Дмитрий вошел в горенку. Потолок в ней прогнулся и осел еще ниже, чем в кухне. «Как сдала изба за пять лет», — подумал он и принялся рассматривать карточки, которыми было увешано полстены. Каких только здесь не было фотографий: и в рамках, и без рамок, родные и знакомые, дети и взрослые… На подоконниках в глиняных горшках, оклеенных газетной бумагой, скромно красовалась герань. В самом большом горшке топорщился своими водянисто-прозрачными колючками столетник, который водится почти в каждой деревенской избе как средство от всех болезней. На широкой деревянной кровати, сделанной еще покойным отцом, пирамидой возвышались подушки. У глухой стены справа тянулась низенькая железная койка, застланная полосатым шерстяным одеялом, сотканным бабкой в молодости. В углу стояла этажерка с книгами. В переднем ряду были поставлены книги в ярких и новеньких переплетах. Пол горенки блестел: видать, выкрасили совсем недавно, перед приездом Дмитрия. Расшатанный столик, сколоченный лет пятнадцать назад отцом, был накрыт белой скатертью и застелен поверх зеленой филейной скатертью, тоже бабкиной работы. Как и раньше, все здесь стояло на своих старых, обжитых местах.
Мать хлопотала у печки. Иринка метнулась за Сашкой — сказать, чтоб поскорее шел к обеду, и если можно, то пусть отпросится у начальника: приехал брат из Москвы.
Осмотрев горенку, Дмитрий вышел в кухню и встал на приступку печки. Он услышал, как из сеней доносилось глуховатое бултыханье. По звуку догадался: Петька в большом черепичном кувшине, подвешенном на колодезной веревке к стропилам крыши, сбивал масло. Где-то из-под стрехи хлева неслось оглашенное кудахтанье. «Только что снеслась», — подумал Дмитрий, стоя на приступке печки и вороша на железном листе табак.

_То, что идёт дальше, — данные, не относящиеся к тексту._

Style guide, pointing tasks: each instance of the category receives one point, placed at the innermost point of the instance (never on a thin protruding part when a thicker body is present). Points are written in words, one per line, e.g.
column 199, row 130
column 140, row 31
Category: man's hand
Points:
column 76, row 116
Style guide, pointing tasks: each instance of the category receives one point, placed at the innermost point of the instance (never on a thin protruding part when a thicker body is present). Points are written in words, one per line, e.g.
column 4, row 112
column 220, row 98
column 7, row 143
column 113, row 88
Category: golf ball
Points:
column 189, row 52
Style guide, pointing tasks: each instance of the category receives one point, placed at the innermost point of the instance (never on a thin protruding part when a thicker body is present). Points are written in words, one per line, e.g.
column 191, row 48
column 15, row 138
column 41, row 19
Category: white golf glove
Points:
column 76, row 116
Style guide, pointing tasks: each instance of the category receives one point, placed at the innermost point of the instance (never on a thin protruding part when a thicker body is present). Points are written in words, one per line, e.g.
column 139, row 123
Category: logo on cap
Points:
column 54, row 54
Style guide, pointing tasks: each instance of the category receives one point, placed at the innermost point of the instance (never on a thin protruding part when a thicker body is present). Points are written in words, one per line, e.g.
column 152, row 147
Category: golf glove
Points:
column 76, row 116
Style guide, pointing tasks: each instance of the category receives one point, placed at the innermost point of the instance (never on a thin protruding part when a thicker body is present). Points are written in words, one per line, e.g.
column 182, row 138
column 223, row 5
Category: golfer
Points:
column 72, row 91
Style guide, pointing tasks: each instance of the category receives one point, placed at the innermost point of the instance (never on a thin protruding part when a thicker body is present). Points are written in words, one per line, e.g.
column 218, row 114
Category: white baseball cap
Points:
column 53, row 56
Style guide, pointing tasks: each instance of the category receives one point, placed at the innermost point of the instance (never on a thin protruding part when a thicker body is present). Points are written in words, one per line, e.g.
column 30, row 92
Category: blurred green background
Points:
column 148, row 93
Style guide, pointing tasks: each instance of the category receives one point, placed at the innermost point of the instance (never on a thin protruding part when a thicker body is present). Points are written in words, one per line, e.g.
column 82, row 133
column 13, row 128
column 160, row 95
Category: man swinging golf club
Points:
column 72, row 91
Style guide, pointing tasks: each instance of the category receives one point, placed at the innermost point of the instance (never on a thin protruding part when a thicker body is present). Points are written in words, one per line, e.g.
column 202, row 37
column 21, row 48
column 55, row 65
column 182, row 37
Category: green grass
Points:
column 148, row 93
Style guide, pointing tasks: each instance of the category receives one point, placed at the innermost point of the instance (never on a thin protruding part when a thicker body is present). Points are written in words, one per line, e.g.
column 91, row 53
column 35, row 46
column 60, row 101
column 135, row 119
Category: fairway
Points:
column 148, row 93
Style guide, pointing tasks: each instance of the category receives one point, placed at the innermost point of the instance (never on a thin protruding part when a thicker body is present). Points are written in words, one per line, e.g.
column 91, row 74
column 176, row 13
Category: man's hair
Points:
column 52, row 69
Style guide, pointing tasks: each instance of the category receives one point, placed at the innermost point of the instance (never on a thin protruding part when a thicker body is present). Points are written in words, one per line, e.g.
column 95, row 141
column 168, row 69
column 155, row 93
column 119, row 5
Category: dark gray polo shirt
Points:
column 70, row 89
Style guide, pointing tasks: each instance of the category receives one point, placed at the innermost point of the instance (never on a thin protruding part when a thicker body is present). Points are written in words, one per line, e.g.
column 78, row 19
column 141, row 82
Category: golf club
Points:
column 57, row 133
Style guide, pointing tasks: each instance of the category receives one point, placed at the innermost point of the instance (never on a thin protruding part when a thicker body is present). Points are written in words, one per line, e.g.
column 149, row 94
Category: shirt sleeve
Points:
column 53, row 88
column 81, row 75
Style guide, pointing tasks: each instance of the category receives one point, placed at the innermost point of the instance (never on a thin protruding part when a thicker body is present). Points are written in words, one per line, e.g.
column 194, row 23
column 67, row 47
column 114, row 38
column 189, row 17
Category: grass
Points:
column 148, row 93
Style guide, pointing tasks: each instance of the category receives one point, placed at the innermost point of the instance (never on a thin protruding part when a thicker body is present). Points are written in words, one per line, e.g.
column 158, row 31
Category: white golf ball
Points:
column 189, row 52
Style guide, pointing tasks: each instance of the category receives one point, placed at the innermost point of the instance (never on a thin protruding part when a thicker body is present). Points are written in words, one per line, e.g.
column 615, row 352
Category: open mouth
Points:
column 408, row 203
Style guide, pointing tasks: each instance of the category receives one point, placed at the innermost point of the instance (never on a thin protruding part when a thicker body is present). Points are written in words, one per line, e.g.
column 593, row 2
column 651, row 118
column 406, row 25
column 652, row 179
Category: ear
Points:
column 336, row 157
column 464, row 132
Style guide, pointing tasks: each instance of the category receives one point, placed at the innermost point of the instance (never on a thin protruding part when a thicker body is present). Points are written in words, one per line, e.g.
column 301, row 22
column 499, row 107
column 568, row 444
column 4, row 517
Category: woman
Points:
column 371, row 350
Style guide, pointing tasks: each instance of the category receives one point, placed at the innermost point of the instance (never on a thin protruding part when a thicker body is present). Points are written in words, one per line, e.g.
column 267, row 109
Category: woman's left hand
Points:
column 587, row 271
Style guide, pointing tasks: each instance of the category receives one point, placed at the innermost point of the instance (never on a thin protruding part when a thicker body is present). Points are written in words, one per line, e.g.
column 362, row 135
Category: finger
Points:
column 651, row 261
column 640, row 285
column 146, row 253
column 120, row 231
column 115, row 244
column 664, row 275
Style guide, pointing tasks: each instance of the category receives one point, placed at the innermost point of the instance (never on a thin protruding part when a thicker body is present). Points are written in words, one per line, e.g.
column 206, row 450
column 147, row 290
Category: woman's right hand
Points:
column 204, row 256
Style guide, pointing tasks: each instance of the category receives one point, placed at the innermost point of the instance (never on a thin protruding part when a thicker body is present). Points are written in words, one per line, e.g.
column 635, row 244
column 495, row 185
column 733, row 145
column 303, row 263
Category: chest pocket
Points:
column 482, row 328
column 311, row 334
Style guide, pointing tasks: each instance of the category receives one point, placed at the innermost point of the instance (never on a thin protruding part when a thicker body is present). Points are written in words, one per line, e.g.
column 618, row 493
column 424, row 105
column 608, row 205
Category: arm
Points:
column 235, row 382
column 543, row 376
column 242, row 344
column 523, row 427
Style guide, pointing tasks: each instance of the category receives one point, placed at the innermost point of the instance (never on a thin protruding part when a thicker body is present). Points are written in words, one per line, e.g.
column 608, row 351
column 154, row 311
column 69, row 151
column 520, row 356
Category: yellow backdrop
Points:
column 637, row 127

Самосад уже «подошел», было самое время его ссыпать с листа, чтобы не пересох. И снова захотелось закурить. Дмитрий уже взял было щепотку табаку, оторвал угол газеты, но, поборов себя, высыпал табак на лист и вышел из избы.
Заглянул в чулан. Там стоял холодок, пахнущий погребной плесенью. Лаз в погреб был открыт. Вдоль стены чулана на прохладной сырой земле рядком стояли накрытые выскобленными кружками крынки с молоком. Дальше, в углу, чернели щербатые горшки, туески, бутылки с керосином и сапожным дегтем и еще чем-то таким, что Дмитрий никак не мог разобрать: не то карболка, не то известка. На гнутом ржавом гвозде, вбитом в столб, висело старое порванное решето с зарубкой, которую сделал Дмитрий, когда был еще маленьким.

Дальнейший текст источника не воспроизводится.